Mark Branson, President of the Financial Supervisory Authority Bafin, has clearly opposed a reduction of capital requirements for banks.
Stability through Strong Capital Buffers
He emphasizes that despite the desire of many players to increase competitiveness, savings must not be made on the safety buffers that banks have built up. Capital and liquidity are essential for the stability of the financial system, especially since liquidity is lost most quickly in times of crisis. Europe has undertaken a lot since the financial crisis to make its financial system more resilient – this strength must not be jeopardized.
Unequal Perspective on the USA
Branson also points out that it is a misconception to believe that US banks have softer capital requirements than European institutions; in fact, the USA starts from a higher starting level. Therefore, no compromises should be made regarding European capital requirements.
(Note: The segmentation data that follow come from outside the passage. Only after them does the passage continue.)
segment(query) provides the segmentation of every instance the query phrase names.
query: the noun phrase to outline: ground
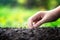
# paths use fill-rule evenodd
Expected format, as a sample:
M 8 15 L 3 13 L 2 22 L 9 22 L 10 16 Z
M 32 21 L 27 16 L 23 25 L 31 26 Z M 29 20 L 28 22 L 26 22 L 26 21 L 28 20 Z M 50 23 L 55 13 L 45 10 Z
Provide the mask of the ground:
M 60 40 L 60 28 L 0 28 L 0 40 Z

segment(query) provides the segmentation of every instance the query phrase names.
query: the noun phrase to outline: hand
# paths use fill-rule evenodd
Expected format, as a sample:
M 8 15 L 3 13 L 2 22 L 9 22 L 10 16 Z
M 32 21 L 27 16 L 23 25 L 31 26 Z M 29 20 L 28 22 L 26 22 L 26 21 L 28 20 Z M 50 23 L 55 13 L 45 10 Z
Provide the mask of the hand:
M 56 11 L 39 11 L 28 19 L 28 27 L 30 29 L 39 27 L 43 23 L 55 21 L 58 19 Z

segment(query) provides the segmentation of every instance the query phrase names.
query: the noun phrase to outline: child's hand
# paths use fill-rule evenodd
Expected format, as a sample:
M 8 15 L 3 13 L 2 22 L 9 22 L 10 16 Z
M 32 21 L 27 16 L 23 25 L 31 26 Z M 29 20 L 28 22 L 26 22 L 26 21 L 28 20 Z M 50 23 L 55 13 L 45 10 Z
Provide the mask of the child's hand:
M 59 18 L 57 9 L 50 11 L 39 11 L 28 19 L 28 27 L 36 28 L 43 23 L 55 21 Z

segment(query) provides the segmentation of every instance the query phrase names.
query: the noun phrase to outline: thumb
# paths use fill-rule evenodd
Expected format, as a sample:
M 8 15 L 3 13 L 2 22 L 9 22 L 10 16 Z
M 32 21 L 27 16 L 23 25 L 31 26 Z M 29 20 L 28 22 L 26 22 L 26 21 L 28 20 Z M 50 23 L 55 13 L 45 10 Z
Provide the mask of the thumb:
M 45 20 L 44 20 L 44 19 L 38 21 L 36 24 L 33 25 L 33 27 L 34 27 L 34 28 L 39 27 L 39 26 L 42 25 L 43 23 L 45 23 Z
Relevance for Savers and Investors
This position is particularly relevant for savers and investors: stable banks with sufficient capital buffers are a fundamental element for financial security and trust in the banking system as a whole. A reduction in capital requirements might suggest competitiveness in the short term but would increase risks in the long term, potentially jeopardizing the assets of savers and investors.
Simplification Without Risk
Additionally, Branson calls for a simplification of regulation by reducing unnecessary complexity in Europe’s rulebooks – without compromising on safety standards.